Ive lurked on this site for as long as i can remember, have posted before under a different user name, about something unrelated to this topic.
Im nearly 26 and DH is 45, i have a daughter from a previous relationship, and she is now 6. Dh have been together for 4 years, married for 2.
At the start of our relationship (roughly a year into it) he pratically begged me to come off the pill to start trying for a baby, i decided i wanted to try too, but after 2 months i didnt fall pregnant, got a bit scared (have had ectopic and silent misscarriage in the past) and went back on the pill.
Now three years on i feel desperate for us to try for a baby, but he doesnt seem to be intrested. I dont really want to leave it any longer, and dont want to ideally be starting it all again when i am in my 30's.
Ive discussed it with him, and how i would really like to try for one more, and have asked if we could start in a years time. He says he isnt sure if its what he wants, doesnt know if he could cope with a baby, and doesnt want to go through that "baby stuff again" (he has a 17 year old, and DH EXW left when his son was a tiny baby, so its not as if he had to put up with "all that baby stuff" IYSWIM.
I feel like hes tourturing me by saying he wants me to wait for a year before he decides whether he does want another or whether he could cope with it or not. He has also said, if he couldnt cope then it could make us fall out big time, and that he didnt want anything to happen to us. I told him he should have thought about that before marrying somebody that was 19 years younger than himself.
I feel torn, of course i dont want us to split up, but if he doesnt want a baby, then im not sure i would want to stay and waste my life with the what if's and at least i would get the chance to have another even if it was that we split and i met someone else in the future. At least i would have that chance to have another baby. I know that sounds pathetic, but im writing this quickly and its hard to explain.

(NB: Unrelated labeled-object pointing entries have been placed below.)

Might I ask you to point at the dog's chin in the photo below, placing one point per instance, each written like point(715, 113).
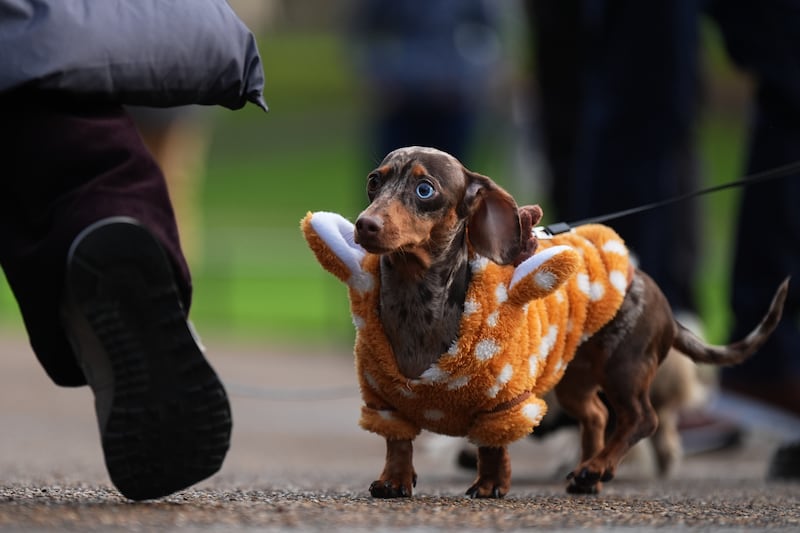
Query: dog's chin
point(375, 247)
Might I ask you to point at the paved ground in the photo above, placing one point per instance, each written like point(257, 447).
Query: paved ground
point(299, 462)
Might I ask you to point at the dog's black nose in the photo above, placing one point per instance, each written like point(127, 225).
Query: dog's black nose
point(368, 225)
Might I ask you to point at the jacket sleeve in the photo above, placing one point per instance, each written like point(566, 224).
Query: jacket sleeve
point(138, 52)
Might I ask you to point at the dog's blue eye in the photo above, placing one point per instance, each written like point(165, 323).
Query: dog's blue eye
point(425, 190)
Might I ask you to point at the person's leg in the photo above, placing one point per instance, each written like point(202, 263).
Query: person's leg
point(764, 41)
point(91, 251)
point(632, 114)
point(65, 167)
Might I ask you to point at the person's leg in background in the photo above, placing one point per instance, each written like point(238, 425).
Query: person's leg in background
point(764, 41)
point(179, 138)
point(619, 86)
point(69, 167)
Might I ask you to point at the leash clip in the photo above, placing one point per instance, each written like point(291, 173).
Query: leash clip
point(542, 233)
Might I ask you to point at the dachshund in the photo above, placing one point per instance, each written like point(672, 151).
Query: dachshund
point(433, 232)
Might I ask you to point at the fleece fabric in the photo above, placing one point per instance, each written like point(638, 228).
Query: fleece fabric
point(520, 329)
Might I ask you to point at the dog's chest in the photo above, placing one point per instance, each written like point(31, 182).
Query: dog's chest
point(422, 319)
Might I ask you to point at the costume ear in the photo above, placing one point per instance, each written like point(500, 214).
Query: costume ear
point(330, 237)
point(543, 273)
point(493, 225)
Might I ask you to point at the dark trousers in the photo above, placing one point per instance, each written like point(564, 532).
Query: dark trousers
point(619, 92)
point(64, 166)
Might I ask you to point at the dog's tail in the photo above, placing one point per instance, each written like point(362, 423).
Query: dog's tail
point(736, 352)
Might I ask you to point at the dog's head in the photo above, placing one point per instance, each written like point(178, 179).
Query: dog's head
point(424, 201)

On the other hand, i dont want to stay with him and resent the fact that he doesnt/ might not want another child and that i end up hating him for it, and we split up anyway.
He is self employed, and i work 30 hours a week. He is however seeking full time employment at the minute, and the nature of his franchise means that he could still carry on being self employed as well as work full time.
I have just posted this in relationships, thought it might be useful to post here too for help and support.
Im really struggling with this.I cant stop thinking about it. I am desperate for another baby. I just want to cry most of the time when we discuss it.
I have recently had my mirena coil out, due to major side effects. We have discussed we have to be careful etc. He still very much wants to have sex, but i feel he might get scared at he possibility of me becoming pregnant(im not having any more artifical hormones in my body, they do not agree with me)and our sex life will be affected and relationship will be under further strain.
Any suggestions on what i should do, as i may have left alot to be discussed out.